Spatuzza wiederholte den bereits Ende 2008 vorgebrachten Vorwurf, Berlusconi und Dell'Utri seien wichtige Ansprechpartner seines früheren Chefs gewesen. 1994, im Jahr nach der Mordserie der Mafia mit zehn Toten und Dutzenden Verletzten, hatten die beiden Politiker die Partei Forza Italia gegründet, mit der Berlusconi bei der Parlamentswahl im selben Jahr siegte und erstmals italienischer Ministerpräsident wurde.
"Racheakt gegen unseren Premier"
Berlusconi hat die Vorwürfe Spatuzzas schon vorab zurückgewiesen und erklärt, sie entbehrten jeder Grundlage. Sie seien "der unglaublichste und gemeinste Angriff", den er in den vergangenen Jahren habe ertragen müssen, sagte Berlusconi. Der Regierungschef ist formell nicht Gegenstand des Verfahrens um Dell'Utri.
Am Freitag wies die italienische Regierung die Anschuldigungen erneut zurück. Die Aussage sei lediglich ein Racheakt für Berlusconis Kampf gegen die Organisierte Kriminalität in Italien, sagte Berlusconis Sprecher Paolo Bonaiuti: "Es ist doch logisch, dass die Mafia jetzt ihre Mitglieder mobilisiert, um eine Kampagne gegen unseren Premierminister zu starten", so Bonaiuti.
Berlusconis Vertrauter Dell'Utri war in erster Instanz wegen Verbindungen zur Mafia zu neun Jahren Haft verurteilt worden. Dell'Utri nahm an der Verhandlung teil. Zuvor beteuerte er vor Journalisten, dass er den Mafia-Boss Graviano nicht kenne und ihn niemals getroffen habe. Mit ihren Verleumdungen wolle die Mafia die Regierung Berlusconi stürzen.
Aus Sicherheitsgründen war der Prozess des Berufungsgerichts von Palermo ins norditalienische Turin verlegt worden. Gaspare Spatuzza sagte hinter einen weißen Trennwand aus und wurde von einem massiven Polizeiaufgebot geschützt.
Korruptionsprozess vertagt
Unterdessen wurde der gegen Berlusconi erneut vertagt, diesmal auf den 15. Januar. Das Gericht in Mailand akzeptierte die Begründung von Berlusconis Anwälten, ihr Mandant habe eine Kabinettssitzung leiten müssen. Weitere Termine setzten die Richter für den 29. und 30. Januar sowie für den 13. und 27. Februar fest. Das Verfahren sollte eigentlich schon Ende November beginnen.
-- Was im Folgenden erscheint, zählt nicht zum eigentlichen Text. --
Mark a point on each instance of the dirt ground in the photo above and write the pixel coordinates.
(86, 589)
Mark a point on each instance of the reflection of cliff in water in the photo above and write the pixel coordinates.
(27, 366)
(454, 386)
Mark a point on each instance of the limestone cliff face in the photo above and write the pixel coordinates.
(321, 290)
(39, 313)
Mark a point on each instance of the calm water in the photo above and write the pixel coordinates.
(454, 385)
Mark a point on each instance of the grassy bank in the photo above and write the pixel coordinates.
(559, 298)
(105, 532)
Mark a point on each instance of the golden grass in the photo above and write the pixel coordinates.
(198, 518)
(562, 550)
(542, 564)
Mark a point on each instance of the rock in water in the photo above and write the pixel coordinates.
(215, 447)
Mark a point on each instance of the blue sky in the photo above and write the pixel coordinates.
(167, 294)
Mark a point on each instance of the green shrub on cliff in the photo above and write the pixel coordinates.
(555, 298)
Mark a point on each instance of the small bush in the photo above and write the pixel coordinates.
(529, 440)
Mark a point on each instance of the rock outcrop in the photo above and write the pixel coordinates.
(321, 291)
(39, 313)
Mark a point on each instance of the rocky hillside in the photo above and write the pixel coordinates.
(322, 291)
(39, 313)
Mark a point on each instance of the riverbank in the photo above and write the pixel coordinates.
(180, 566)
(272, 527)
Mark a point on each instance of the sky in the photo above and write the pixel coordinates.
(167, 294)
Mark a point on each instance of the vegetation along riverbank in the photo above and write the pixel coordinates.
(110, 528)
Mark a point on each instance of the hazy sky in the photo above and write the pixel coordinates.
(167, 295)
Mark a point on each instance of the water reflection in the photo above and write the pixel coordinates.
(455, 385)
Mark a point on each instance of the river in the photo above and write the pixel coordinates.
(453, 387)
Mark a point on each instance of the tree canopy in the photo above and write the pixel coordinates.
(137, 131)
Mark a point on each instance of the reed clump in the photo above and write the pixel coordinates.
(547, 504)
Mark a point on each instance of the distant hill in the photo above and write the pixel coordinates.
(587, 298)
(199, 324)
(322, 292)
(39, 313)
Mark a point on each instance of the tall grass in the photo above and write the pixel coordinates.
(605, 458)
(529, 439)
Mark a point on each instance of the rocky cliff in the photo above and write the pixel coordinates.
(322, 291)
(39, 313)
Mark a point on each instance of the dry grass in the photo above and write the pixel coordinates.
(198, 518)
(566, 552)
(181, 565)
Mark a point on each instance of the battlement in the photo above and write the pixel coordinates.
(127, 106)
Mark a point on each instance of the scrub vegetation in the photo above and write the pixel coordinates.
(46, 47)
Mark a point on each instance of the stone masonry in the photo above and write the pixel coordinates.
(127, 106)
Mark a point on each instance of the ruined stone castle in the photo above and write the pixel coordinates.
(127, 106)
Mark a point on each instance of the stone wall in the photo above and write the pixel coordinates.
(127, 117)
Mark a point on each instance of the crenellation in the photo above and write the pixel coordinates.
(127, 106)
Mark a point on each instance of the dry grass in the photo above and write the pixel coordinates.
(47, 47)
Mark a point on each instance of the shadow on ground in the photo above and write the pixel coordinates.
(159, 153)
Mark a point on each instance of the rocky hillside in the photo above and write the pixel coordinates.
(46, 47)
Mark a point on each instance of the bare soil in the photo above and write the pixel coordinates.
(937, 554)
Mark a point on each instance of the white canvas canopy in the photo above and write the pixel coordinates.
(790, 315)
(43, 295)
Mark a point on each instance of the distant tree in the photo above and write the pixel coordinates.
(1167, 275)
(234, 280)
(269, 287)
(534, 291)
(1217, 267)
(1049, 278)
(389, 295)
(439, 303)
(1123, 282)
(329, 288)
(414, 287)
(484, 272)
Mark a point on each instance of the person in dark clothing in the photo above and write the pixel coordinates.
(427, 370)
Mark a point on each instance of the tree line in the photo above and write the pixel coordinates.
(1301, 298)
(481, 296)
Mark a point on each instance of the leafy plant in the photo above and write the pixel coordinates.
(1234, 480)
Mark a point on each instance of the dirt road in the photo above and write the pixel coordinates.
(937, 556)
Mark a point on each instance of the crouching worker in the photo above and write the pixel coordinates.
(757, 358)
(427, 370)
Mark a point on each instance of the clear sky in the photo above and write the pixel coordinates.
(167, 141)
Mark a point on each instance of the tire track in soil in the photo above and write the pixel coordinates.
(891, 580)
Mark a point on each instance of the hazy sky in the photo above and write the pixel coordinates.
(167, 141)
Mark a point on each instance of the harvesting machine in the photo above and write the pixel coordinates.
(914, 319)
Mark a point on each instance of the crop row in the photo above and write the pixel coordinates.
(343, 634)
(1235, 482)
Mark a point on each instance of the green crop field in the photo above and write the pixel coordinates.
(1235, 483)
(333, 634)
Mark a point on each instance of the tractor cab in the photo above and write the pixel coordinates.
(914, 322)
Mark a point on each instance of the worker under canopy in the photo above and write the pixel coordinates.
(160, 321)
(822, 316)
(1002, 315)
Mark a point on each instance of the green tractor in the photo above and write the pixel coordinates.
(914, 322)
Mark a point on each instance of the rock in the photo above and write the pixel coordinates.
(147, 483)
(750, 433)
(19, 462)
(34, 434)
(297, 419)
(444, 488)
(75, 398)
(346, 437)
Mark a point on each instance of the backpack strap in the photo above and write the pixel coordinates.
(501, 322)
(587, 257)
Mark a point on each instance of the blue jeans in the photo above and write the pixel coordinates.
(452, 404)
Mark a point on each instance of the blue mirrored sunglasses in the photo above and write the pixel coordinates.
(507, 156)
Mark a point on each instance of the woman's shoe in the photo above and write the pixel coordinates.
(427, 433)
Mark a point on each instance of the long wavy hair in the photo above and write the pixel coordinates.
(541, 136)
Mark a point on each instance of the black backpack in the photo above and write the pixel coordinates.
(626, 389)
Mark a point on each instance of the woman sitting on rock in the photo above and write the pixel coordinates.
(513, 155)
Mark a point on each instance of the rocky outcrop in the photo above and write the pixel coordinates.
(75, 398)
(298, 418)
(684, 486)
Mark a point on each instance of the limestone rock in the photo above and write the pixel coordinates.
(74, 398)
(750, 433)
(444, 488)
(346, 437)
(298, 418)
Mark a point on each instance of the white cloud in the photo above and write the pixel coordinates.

Bei dem Prozess geht es um den Vorwurf, Berlusconi habe seinem früheren Anwalt David Mills für Falschaussagen in Prozessen der neunziger Jahre 600.000 Dollar (umgerechnet 400.000 Euro) gezahlt. Dieser und ein weiterer Korruptionsprozess gegen Berlusconi wurden wiederaufgenommen, weil das italienische Verfassungsgericht Anfang Oktober ein Immunitätsgesetz zugunsten Berlusconis für verfassungswidrig erklärt hatte. Mills war in der Sache im Februar zu viereinhalb Jahren Haft verurteilt worden.
Ein anderes Verfahren gegen Berlusconi wegen Bilanzfälschung und Steuerhinterziehung, das ursprünglich Mitte November beginnen sollte, war wegen der Beteiligung des Regierungschefs zu diesem Zeitpunkt am Welternährungsgipfel in Rom auf den 18. Januar verschoben worden. In diesem Prozess wird Berlusconi vorgeworfen, dass sein Konzern Mediaset durch den überteuerten Handel mit Filmrechten schwarze Kassen im Ausland anlegte. So soll das Unternehmen künstlich seinen Gewinn geschmälert haben, um Steuern zu sparen.